For the last two years, the unions have accepted and enforced deals that limited wage gains first to 10 per cent and then to about 5 per cent. There was no chance that they would renew this fixed limit, however, and Callaghan himself pleaded yesterday for "moderate" gains. The government defines "moderation" partly as willingness to wait 12 months before renegotiating pay agreements.

The one-sidedness of the Blackpool decision was deceptive because each union casts a single bloc vote. One of the biggest blocs - nearly 1.2 million workers - was delivered by Hugh Scanlon of the Engineering Workers' Union. His own delegation wanted him to vote against the government, but Scanlon refused.

When an Engineering Workers official tried to denounce scanlon from the rostrum, Marie Patterson, who was presiding, cut off his microphone.

Scanlon acknowledged that his endorsement of the 12-month rule would be hard to enforce.

"We will have dissent, acrimony, anger . . .understandable anger," he said.

There was irony in Scanlon's stance. He and Jack Jones, head of the big Transport and General Workers' Union, were once the militant leftist "terrible twins" of the labor movement. Both in fact have been the main support of the government's wage-restraint policy, although Jones today was forced by his membership to vote against delay in seeing higher pay. Callaghan has all but promised to stimulate the economy this fall, probably through tax cuts. At the moment, Britain's economy looks more promising than it has in years. The balance of payments is shifting in Britain's favor because of North Sea oil. Reserves of foreign currency pile up to record levels each month as the Bank of England works at an unusual task - keeping the price of the pound from rising, rather than falling. Inflation is still at an awesome level, but price indicators suggest that it is lessening.

The darkest cloud is unemployment about 1.4 million, and this was a source of concern at Bloskpool today.

Several of the union chiefs blamed recent violence in London and Birmingham and the growing strength of extremist parties on unemployment. Callaghan's economic stimulus would be aimed at increasing jobs.

If Britain stimulates its economy, it will join nearly every major country with which the United States trades. In France, President Valery Giscard d'Estaing has announced that his government plans an unusual budget deficit of $1.8 billion in the coming year.
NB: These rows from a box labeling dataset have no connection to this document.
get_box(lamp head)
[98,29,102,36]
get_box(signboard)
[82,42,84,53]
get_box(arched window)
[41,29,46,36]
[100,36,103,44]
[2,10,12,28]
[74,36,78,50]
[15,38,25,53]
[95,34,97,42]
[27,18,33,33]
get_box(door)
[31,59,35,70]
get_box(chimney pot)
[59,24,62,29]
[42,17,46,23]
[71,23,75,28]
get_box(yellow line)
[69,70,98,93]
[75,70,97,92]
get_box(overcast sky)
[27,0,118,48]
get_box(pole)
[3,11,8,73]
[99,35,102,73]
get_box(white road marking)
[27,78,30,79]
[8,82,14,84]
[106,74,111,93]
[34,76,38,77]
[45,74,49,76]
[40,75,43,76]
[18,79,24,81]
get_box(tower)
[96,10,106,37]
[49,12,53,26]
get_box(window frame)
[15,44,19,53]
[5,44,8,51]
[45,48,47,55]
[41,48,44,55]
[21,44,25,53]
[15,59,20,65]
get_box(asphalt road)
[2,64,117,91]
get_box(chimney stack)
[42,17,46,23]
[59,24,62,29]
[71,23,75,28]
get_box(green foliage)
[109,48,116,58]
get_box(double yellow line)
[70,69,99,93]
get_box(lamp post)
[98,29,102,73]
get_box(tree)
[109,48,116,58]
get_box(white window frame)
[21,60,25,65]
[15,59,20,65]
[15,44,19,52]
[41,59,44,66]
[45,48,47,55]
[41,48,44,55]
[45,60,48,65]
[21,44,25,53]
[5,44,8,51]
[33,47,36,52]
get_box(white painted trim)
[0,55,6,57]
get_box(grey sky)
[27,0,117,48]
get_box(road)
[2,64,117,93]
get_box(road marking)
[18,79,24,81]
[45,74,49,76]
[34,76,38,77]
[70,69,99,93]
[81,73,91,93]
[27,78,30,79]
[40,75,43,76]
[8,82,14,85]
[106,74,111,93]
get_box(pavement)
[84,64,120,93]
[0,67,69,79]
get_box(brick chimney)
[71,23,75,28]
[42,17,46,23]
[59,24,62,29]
The Japanese are planning a $7.5 billion stimulus. In West Germany, Chancellor Helmut Schmidt has indicated that something similar is on the way.

If all four nations act, world trade should increase, expanding exports and adding jobs in the United States and elsewhere. Governments are cautions, however, the last time all the major industrial nations applied economic stimuli at the same time, in 1972-1973, their actions contributed to a devastating inflation from which the world has not yet recovered.